Bank of America Plaza, SunTrust Plaza,One Atlantic Center, 191 Peachtree Tower, Westin Peachtree Plaza Hotel, Georgia-Pacific Tower,Promenade II, AT&T Midtown Center,3344 Peachtree,1180 Peachtree
Firms, Universities, and Organizations
Atlanta is home to a number of progressive architecture firms, including the award-winning, internationally acclaimed Mack Scogin Merrill Elam Architects (formerly Scogin, Elam and Bray Architects). Contemporary practices include BLDGS, Lightroom, Dencity, G+G Architects, Houser Walker Architecture, plexus r+d, and Square Feet Studio. Large firms include Stevens & Wilkinson, Perkins and Will, TVS (Thompson, Ventulett, Stainback & Associates), Lord Aeck Sargent, Smallwood, Reynolds, Stewart, Stewart & Associates, and Cooper Carry Inc.
The Georgia Institute of Technology College of Architecture, located just west of midtown Atlanta offers both pre-professional undergraduate and professional graduate degrees in architecture, and hosts regular lectures and symposia of interest to students and professionals. Kennesaw State University formerly known as Southern Polytechnic State University in Marietta, a suburb of Atlanta, offers a five-year professional undergraduate degree and also hosts lectures and exhibits works in the architecture building’s gallery space.

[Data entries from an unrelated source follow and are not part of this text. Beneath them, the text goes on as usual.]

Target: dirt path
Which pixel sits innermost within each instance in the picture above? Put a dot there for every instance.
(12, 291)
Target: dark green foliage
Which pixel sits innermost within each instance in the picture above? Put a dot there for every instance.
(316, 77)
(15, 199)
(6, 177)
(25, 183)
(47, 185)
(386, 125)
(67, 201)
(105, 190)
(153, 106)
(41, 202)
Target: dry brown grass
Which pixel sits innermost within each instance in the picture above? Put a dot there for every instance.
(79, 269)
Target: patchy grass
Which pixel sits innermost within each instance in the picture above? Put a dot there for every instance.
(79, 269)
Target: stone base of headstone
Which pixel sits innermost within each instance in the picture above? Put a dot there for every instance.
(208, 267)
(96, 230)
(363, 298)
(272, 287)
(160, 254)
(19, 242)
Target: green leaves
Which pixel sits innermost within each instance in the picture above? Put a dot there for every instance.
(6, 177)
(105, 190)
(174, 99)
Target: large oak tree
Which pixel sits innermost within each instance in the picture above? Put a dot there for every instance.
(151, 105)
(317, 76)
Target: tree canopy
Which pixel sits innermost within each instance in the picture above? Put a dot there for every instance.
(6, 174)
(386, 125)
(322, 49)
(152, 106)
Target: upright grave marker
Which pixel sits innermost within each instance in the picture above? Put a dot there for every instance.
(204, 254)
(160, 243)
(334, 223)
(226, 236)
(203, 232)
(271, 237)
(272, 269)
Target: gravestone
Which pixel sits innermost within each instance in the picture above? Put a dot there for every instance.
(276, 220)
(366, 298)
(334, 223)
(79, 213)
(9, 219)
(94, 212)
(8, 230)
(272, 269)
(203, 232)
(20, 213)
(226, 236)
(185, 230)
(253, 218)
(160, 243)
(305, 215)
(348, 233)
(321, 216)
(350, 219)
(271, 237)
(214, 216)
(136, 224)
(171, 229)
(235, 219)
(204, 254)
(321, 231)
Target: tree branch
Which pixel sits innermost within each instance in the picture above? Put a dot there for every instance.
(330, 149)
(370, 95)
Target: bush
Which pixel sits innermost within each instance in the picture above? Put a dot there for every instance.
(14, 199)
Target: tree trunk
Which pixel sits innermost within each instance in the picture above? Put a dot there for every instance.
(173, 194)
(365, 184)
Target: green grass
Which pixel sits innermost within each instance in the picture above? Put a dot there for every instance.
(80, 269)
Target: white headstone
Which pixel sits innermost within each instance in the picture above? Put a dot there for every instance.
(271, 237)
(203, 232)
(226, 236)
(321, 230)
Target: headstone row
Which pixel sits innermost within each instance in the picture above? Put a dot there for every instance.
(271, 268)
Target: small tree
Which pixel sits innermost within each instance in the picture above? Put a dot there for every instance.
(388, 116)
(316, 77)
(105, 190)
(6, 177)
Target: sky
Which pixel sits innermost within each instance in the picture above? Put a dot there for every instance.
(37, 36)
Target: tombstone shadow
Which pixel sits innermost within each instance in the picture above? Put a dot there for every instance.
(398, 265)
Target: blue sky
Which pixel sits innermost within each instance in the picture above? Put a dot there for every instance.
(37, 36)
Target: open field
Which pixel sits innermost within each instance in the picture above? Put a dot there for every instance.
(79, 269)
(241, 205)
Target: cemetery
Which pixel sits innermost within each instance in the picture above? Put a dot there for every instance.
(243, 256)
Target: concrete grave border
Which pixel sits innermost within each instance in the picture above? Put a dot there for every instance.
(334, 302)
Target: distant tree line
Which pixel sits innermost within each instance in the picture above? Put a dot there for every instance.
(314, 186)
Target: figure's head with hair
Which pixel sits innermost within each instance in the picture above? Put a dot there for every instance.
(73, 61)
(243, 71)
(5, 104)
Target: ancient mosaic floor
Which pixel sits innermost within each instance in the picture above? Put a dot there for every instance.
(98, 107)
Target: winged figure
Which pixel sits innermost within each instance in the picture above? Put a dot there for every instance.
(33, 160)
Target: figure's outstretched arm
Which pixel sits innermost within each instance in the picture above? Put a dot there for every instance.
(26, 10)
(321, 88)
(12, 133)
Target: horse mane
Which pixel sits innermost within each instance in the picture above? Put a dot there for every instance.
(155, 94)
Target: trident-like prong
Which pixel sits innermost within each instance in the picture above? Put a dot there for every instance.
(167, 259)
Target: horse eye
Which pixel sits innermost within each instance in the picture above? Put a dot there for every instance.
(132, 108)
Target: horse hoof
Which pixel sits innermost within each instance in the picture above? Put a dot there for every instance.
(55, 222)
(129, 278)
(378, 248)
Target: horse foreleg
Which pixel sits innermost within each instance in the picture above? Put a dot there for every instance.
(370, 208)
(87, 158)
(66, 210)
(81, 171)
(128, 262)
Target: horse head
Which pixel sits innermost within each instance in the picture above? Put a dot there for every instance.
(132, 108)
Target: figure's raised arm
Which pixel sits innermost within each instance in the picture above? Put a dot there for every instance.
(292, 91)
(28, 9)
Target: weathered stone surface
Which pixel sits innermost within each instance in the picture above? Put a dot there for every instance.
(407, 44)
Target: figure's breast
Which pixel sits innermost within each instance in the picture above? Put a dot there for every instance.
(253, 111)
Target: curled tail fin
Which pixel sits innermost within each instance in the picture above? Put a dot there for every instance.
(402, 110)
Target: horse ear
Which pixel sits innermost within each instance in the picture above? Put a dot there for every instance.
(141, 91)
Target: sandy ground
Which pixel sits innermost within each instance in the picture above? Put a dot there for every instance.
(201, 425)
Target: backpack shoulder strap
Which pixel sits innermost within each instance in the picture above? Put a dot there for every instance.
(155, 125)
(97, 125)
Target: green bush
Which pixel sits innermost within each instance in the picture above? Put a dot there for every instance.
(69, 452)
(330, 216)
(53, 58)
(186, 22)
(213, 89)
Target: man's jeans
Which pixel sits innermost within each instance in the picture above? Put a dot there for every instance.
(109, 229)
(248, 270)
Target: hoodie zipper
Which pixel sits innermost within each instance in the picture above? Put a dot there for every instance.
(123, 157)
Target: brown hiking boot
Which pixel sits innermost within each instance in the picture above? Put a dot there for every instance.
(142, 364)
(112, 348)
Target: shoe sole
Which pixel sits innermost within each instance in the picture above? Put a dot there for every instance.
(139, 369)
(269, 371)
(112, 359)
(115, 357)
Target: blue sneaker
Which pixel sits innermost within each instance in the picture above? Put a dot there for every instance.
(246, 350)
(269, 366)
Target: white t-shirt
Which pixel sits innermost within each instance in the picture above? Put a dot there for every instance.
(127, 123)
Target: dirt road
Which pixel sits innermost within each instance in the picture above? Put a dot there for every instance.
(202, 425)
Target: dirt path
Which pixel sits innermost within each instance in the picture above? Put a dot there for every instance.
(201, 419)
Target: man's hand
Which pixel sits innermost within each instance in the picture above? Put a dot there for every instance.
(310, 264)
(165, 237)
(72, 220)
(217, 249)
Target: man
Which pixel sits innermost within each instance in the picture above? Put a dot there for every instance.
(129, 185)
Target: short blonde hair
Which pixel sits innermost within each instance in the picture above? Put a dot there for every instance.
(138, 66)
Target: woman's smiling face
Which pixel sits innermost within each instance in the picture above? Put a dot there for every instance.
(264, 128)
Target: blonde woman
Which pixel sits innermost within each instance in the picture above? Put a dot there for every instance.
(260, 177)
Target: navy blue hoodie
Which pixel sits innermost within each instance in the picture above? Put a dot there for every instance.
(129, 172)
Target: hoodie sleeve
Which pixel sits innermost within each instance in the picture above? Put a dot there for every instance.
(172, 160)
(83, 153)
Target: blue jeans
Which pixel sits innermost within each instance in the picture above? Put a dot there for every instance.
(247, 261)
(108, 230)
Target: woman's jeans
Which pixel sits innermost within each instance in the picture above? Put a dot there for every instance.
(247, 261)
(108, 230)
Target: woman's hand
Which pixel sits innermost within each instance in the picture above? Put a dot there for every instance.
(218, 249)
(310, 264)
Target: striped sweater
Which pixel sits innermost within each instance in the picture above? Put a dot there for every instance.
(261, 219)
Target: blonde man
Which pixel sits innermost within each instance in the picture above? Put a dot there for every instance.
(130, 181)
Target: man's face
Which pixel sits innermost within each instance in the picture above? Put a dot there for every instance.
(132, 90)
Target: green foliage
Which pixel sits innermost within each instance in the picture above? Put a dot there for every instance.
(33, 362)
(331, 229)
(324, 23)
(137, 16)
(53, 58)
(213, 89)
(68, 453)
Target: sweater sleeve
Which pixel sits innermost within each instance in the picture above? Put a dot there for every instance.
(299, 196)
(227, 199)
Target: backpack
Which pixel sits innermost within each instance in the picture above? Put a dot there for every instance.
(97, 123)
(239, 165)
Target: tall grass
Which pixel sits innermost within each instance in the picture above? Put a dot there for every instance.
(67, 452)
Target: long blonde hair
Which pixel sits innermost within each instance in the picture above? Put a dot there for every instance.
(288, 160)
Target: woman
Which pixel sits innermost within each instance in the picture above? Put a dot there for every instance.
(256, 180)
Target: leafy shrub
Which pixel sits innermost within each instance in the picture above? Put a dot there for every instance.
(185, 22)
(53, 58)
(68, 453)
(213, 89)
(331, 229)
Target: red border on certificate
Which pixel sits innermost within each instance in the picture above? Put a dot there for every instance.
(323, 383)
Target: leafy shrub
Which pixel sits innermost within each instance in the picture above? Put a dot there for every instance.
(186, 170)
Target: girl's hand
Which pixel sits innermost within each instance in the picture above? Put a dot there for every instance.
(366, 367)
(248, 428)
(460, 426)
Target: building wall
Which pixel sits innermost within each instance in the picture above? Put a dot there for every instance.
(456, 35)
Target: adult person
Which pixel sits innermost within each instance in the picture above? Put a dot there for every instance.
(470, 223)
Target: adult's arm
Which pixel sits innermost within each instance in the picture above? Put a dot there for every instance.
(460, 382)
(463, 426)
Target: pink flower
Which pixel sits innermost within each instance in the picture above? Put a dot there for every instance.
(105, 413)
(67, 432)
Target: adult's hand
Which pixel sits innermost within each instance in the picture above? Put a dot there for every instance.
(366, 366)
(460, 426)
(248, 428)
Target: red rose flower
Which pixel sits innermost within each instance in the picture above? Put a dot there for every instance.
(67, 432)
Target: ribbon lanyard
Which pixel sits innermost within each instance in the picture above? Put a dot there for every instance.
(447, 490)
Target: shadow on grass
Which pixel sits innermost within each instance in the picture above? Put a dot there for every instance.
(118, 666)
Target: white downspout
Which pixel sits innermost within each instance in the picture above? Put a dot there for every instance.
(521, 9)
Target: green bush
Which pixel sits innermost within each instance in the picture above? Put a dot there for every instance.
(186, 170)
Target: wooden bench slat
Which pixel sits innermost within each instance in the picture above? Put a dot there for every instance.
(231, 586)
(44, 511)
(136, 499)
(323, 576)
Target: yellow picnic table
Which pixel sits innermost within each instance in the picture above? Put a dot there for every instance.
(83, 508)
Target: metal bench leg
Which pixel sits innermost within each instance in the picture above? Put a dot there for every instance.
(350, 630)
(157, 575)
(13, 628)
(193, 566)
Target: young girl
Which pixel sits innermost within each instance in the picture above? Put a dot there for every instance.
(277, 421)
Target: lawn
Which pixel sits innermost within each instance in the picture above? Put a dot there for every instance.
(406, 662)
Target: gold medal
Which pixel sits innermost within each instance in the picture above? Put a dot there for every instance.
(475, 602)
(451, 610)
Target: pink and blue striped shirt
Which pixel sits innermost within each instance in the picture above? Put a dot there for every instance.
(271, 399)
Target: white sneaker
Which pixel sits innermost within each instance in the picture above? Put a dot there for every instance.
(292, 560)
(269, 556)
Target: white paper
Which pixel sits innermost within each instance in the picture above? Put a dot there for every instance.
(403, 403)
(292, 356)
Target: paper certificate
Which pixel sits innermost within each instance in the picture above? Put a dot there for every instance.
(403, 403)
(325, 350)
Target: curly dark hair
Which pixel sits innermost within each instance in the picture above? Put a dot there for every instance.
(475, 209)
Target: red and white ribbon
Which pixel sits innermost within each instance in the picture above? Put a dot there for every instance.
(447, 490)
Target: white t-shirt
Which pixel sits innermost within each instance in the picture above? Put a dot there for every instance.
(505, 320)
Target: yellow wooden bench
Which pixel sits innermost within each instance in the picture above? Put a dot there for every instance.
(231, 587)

The Young Architects Forum of the Atlanta chapter of the American Institute of Architects sponsors open design competitions, exhibits, and lectures of interest to the profession and the general public. MA! hosts Design is Human Atlanta an independent organization which presents the yearly MA Tours of contemporary homes, special lectures, and design industry events.